Re: [HACKERS] [BUGS] Bug in Physical Replication Slots (at least 9.5)?

Kyotaro HORIGUCHI Mon, 28 Aug 2017 04:04:52 -0700

Hello,

This problem still occurs on the master.
I rebased this to the current master.


At Mon, 3 Apr 2017 08:38:47 +0900, Michael Paquier <michael.paqu...@gmail.com> 
wrote in <cab7npqt8dqk_ce29yq0ckaq7htldyuhndfv6dele4pkyr3s...@mail.gmail.com>
> On Mon, Apr 3, 2017 at 7:19 AM, Venkata B Nagothi <nag1...@gmail.com> wrote:
> > As we are already past the commitfest, I am not sure, what should i change
> > the patch status to ?
> 
> The commit fest finishes on the 7th of April. Even with the deadline
> passed, there is nothing preventing to work on bug fixes. So this item
> ought to be moved to the next CF with the same category.

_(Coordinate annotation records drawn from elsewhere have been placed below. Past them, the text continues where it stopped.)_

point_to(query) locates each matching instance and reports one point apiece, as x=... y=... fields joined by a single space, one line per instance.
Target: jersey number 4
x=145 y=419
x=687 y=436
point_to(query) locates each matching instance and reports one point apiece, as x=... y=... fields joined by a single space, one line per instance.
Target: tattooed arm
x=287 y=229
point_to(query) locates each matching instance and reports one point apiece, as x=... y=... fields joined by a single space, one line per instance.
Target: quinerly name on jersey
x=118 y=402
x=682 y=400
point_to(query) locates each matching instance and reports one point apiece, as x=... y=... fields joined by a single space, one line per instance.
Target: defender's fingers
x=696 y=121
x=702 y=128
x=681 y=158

The steps to reproduce the problem follows.

- Apply the second patch (0002-) attached and recompile. It
  effectively reproduces the problematic state of database.

- M(aster): initdb the master with wal_keep_segments = 0
            (default), log_min_messages = debug2
- M: Create a physical repslot.
- S(tandby): Setup a standby database.
- S: Edit recovery.conf to use the replication slot above then
     start it.
- S: touch /tmp/hoge
- M: Run pgbench ...
- S: After a while, the standby stops.
  > LOG:  #################### STOP THE SERVER

- M: Stop pgbench.
- M: Do 'checkpoint;' twice.
- S: rm /tmp/hoge
- S: Fails to catch up with the following error.

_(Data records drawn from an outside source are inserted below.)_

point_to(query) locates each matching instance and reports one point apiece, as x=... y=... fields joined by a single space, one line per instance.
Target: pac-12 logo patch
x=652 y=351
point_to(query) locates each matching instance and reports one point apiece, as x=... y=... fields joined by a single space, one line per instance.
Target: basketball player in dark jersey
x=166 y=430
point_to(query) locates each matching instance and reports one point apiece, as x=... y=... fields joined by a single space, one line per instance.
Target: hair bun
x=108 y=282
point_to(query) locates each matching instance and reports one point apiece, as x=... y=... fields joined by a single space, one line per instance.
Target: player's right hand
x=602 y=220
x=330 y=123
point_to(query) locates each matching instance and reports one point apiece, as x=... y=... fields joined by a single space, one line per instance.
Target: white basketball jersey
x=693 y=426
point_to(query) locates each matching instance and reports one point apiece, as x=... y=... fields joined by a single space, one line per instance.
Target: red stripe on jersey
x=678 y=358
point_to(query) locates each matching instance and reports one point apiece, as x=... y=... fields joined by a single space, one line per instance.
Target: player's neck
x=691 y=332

  > FATAL:  could not receive data from WAL stream: ERROR:  requested WAL 
segment 00000001000000000000002B has already been removed


The first patch (0001-) fixes this problem, preventing the
problematic state of WAL segments by retarding restart LSN of a
physical replication slot in a certain condition.

regards,

-- 
Kyotaro Horiguchi
NTT Open Source Software Center

>From 3813599b74299f1da8d0567ed90542c5f35ed48b Mon Sep 17 00:00:00 2001
From: Kyotaro Horiguchi <horiguchi.kyot...@lab.ntt.co.jp>
Date: Wed, 1 Feb 2017 16:07:22 +0900
Subject: [PATCH 1/2] Retard restart LSN of a slot when a segment starts with a
 contrecord.

A physical-replication standby can stop just at the boundary of WAL
segments. restart_lsn of a slot on the master can be assumed to be the
same location. The last segment on the master will be removed after
some checkpoints for the case. If the last record of the last
replicated segment continues to the next segment, the continuation
record is only on the master. The standby cannot start in the case
because the split record is not available from only one source.

This patch detains restart_lsn in the last sgement when the first page
of the next segment is a continuation record.
---
 src/backend/replication/walsender.c | 105 +++++++++++++++++++++++++++++++++---
 1 file changed, 98 insertions(+), 7 deletions(-)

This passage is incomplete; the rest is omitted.